The tools provide a range of options; below are several simplest case examples.
Convert an ARPA format LM to WFSA format, using failure transitions.
$ ./arpa-to-wfsa --lm=testlm.arpa --ofile=testlm.fst
Compute the most likely permutation of a list of input words given an LM in WFSA format. This approach uses the C++ STD library function next_permutation
. This is not particularly fast. Note that OOV words will be mapped to the token.
$ ./compute-best-permutation --lm=testlm.fst --input="he goes to the jibberish park" --use_lat=false
Compute the most likely permutation of a list of input words given an LM in WFSA format. Uses the lattice-based method by default, and composition with failure transitions. Note that OOV words will be mapped to the token.
$ ./compute-best-permutation --lm=testlm.fst --input="he goes to the jibberish park"
The lattice-based approach also supports n-best results.

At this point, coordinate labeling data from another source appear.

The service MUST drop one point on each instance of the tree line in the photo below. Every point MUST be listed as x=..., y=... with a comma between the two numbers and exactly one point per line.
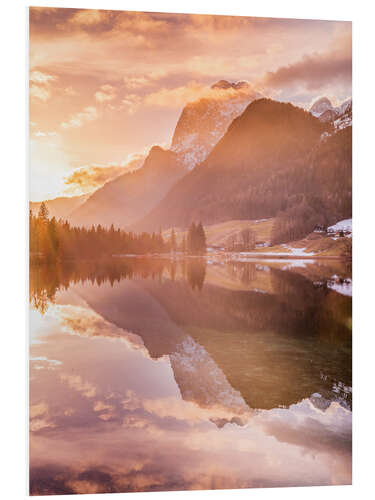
x=53, y=240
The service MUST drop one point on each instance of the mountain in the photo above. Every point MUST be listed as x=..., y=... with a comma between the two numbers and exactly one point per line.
x=320, y=106
x=339, y=116
x=260, y=167
x=61, y=207
x=130, y=196
x=126, y=199
x=203, y=122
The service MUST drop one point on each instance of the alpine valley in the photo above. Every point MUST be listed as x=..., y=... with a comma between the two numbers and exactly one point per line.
x=236, y=156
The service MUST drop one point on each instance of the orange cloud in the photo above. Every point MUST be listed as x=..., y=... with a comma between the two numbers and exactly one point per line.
x=106, y=93
x=179, y=96
x=85, y=179
x=77, y=120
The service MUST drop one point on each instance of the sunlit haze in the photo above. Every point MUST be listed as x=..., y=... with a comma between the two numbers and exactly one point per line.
x=105, y=86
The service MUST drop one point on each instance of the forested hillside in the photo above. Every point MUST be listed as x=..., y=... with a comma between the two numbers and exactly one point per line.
x=275, y=159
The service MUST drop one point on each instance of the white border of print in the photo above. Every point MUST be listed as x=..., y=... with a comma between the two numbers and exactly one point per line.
x=14, y=234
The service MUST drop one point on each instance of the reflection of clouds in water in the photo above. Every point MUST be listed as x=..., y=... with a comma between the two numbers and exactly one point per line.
x=119, y=423
x=200, y=380
x=142, y=455
x=75, y=382
x=78, y=320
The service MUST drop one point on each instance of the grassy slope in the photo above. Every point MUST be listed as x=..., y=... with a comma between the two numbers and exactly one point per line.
x=323, y=246
x=319, y=245
x=217, y=234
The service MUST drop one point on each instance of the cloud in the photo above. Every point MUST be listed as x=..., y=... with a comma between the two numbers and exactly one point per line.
x=179, y=96
x=70, y=91
x=40, y=85
x=131, y=102
x=314, y=71
x=140, y=81
x=77, y=120
x=88, y=17
x=41, y=78
x=40, y=93
x=38, y=133
x=78, y=384
x=91, y=177
x=106, y=93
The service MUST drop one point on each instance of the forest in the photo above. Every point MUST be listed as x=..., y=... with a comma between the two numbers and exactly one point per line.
x=53, y=240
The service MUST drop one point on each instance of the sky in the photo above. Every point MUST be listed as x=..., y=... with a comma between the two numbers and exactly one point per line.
x=105, y=86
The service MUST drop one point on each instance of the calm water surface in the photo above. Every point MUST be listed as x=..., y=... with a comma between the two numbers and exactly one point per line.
x=154, y=375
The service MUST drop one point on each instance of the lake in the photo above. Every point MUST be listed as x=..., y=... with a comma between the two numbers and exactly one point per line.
x=149, y=375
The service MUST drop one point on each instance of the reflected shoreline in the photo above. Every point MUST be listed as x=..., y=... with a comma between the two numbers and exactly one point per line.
x=138, y=367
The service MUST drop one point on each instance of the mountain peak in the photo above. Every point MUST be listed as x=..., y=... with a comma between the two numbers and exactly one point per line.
x=224, y=84
x=321, y=105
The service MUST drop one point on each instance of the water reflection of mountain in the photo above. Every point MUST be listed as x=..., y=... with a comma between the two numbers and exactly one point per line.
x=244, y=347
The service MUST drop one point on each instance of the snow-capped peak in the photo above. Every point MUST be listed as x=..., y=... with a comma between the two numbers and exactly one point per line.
x=320, y=106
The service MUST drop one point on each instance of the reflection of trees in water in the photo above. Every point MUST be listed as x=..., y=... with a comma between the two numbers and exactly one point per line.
x=46, y=280
x=245, y=272
x=196, y=272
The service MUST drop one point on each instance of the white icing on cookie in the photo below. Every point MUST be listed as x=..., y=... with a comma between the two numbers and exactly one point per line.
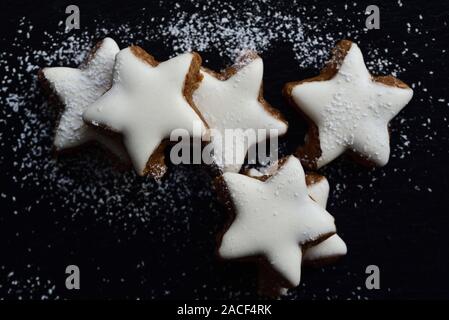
x=351, y=110
x=77, y=89
x=274, y=219
x=333, y=246
x=145, y=104
x=234, y=104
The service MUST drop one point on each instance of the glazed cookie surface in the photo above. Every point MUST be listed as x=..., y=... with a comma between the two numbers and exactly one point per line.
x=233, y=99
x=76, y=89
x=348, y=109
x=274, y=219
x=147, y=101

$ ./compute-best-permutation --lm=testlm.fst --input="he goes to the jibberish park" --nbest=3
Loading WFSA-format LM...
Computing best permutation...
Symbol: 'jibberish' not found in input symbols table.
Mapping to <unk>
Time(nsec): 1160492
28.3986(log10: -12.3333) he goes to the <unk> park
30.1492(log10: -13.0936) he goes to the park <unk>
31.4548(log10: -13.6606) he goes to <unk> the park
The --thresh
parameter can be used to heuristically prune the intermediate permutation lattice.
This modifies the order in which the component FSAs are composed and prunes the intermediate lattice
prior to filtering all permutations. This can potentially make larger word lists more tractable at
the expense of exactness.
In order to verify the log-probability scores computed by the utility, two scripts are provided.

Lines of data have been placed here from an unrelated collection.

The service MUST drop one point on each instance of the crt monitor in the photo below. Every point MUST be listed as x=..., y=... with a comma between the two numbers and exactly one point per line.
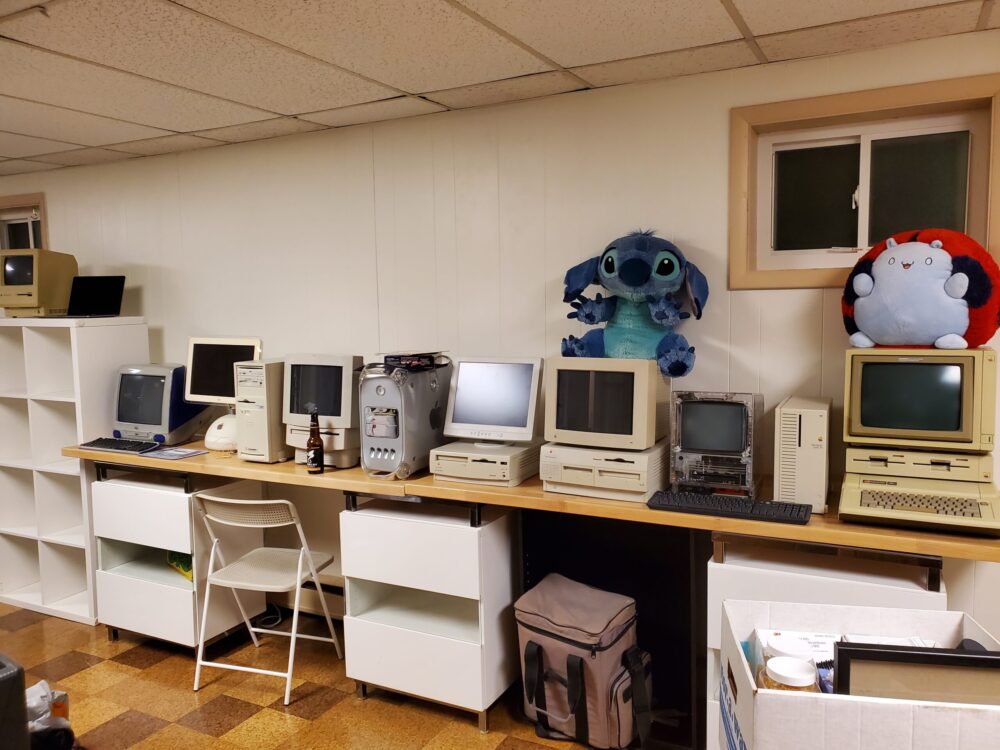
x=324, y=383
x=605, y=403
x=210, y=375
x=493, y=399
x=149, y=405
x=936, y=399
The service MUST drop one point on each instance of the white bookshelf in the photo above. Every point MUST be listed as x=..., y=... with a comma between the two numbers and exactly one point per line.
x=56, y=389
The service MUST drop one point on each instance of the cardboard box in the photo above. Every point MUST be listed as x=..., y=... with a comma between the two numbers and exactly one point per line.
x=755, y=719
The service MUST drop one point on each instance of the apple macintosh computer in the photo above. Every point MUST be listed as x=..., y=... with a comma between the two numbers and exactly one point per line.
x=328, y=385
x=493, y=405
x=211, y=380
x=919, y=427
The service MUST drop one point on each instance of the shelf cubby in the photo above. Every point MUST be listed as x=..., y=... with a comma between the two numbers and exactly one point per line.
x=20, y=579
x=49, y=363
x=15, y=438
x=53, y=427
x=60, y=509
x=17, y=503
x=11, y=363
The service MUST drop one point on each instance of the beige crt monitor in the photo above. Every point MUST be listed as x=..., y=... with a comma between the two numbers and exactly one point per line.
x=35, y=282
x=606, y=403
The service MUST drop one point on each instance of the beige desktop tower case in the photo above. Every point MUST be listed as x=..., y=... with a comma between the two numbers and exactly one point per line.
x=801, y=451
x=260, y=434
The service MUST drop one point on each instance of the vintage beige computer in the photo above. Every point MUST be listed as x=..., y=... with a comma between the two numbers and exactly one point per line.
x=919, y=428
x=35, y=282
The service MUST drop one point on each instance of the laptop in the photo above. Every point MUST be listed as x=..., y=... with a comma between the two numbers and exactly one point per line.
x=95, y=297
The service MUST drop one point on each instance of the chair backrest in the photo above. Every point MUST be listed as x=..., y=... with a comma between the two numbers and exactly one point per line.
x=259, y=514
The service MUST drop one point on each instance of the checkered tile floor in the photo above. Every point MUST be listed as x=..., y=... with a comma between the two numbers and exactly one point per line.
x=137, y=693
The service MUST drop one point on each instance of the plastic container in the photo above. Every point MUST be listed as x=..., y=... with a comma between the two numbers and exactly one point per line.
x=789, y=673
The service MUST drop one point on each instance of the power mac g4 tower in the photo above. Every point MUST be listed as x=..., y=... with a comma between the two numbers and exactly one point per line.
x=403, y=399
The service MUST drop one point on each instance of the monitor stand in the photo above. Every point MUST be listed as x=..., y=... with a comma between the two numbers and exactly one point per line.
x=221, y=434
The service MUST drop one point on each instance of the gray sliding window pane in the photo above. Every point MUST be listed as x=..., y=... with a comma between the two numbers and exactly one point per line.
x=812, y=197
x=918, y=182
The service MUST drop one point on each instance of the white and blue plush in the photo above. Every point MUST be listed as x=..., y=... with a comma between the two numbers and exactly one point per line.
x=649, y=279
x=912, y=296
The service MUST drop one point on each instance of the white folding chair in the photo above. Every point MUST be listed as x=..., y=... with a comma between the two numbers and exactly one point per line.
x=261, y=569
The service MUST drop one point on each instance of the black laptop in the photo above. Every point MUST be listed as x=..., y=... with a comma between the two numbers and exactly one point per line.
x=95, y=297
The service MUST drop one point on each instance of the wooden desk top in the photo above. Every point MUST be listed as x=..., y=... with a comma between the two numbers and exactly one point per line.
x=825, y=529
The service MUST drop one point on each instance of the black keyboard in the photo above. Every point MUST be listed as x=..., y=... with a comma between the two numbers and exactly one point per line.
x=121, y=446
x=730, y=506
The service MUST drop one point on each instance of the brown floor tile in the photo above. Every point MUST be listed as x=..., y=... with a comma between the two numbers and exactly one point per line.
x=219, y=715
x=309, y=701
x=265, y=730
x=20, y=618
x=63, y=666
x=146, y=654
x=122, y=732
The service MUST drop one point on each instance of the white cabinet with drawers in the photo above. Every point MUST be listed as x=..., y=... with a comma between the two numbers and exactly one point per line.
x=138, y=520
x=430, y=601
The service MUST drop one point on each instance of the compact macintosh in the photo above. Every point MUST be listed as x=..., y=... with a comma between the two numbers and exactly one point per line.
x=35, y=282
x=493, y=404
x=328, y=385
x=919, y=426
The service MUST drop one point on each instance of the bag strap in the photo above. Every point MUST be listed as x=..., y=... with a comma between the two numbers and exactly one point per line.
x=641, y=709
x=576, y=688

If OpenGRM is installed, the grm-perp.py
script may be used. Assuming text.txt
contains the sentences,
he goes to the <unk> park
he goes to the park <unk>
he goes to <unk> the park
then the following command will compute the probability of individual sentences:
$ ./grm-perp.py --lm testlm.arpa --test test.txt --arpa
ngramread --ARPA testlm.arpa > test.fst
./get-syms test.fst test.isyms
INFO: FstImpl::ReadHeader: source: test.fst, fst_type: vector, arc_type: standard, version: 2, flags: 3
INFO: FstImpl::ReadHeader: source: <unspecfied>, fst_type: vector, arc_type: standard, version: 2, flags: 0
INFO: FstImpl::ReadHeader: source: <unspecfied>, fst_type: vector, arc_type: standard, version: 2, flags: 0
INFO: FstImpl::ReadHeader: source: <unspecfied>, fst_type: vector, arc_type: standard, version: 2, flags: 0
WARNING: OOV probability = 0; OOVs will be ignored in perplexity calculation
he goes to the <unk> park
ngram -logprob
N-gram probability found (base10)
p( he | <s> ) = [2gram] 1.46402
p( goes | he ...) = [2gram] 3.06386
p( to | goes ...) = [2gram] 0.771098
p( the | to ...) = [2gram] 1.02492
p( <unk> | the ...) = [2gram] 1.66247
p( park | <unk> ...) = [2gram] 3.49122
p( </s> | park ...) = [2gram] 0.855749
1 sentences, 6 words, 0 OOVs
logprob(base 10)= -12.3333; perplexity = 57.797
...
...
The SRILM ngram
command may also be used for the same purpose:
$ ngram -lm testlm.arpa -ppl test.txt -unk -debug 5
reading 64000 1-grams
reading 7896695 2-grams
reading 0 3-grams
he goes to the <unk> park
p( he | <s> ) = [2gram] 0.0343541 [ -1.46402 ] / 1
p( goes | he ...) = [2gram] 0.000863263 [ -3.06386 ] / 1
p( to | goes ...) = [2gram] 0.169396 [ -0.771098 ] / 1
p( the | to ...) = [2gram] 0.094423 [ -1.02492 ] / 1
p( <unk> | the ...) = [2gram] 0.0217534 [ -1.66247 ] / 1
p( park | <unk> ...) = [2gram] 0.000322689 [ -3.49122 ] / 1
p( </s> | park ...) = [2gram] 0.139396 [ -0.855749 ] / 1
1 sentences, 6 words, 0 OOVs
0 zeroprobs, logprob= -12.3333 ppl= 57.7969 ppl1= 113.646
Each of the tools contains a bevy of additional options, which may be used to
perform modified versions of the above commands. For example the use of failure
and epsilon transitions may be toggled, and the '' and sentence-begin and
sentence-end tokens may be set by the user. See the individual --help
for
further details.
Details of the lattice-based method for computing the most likely permutation are provided in the docs/lattice-method.pdf document. This includes several graphical examples of the approach, which is significantly more efficient than the brute-force STD-based approach.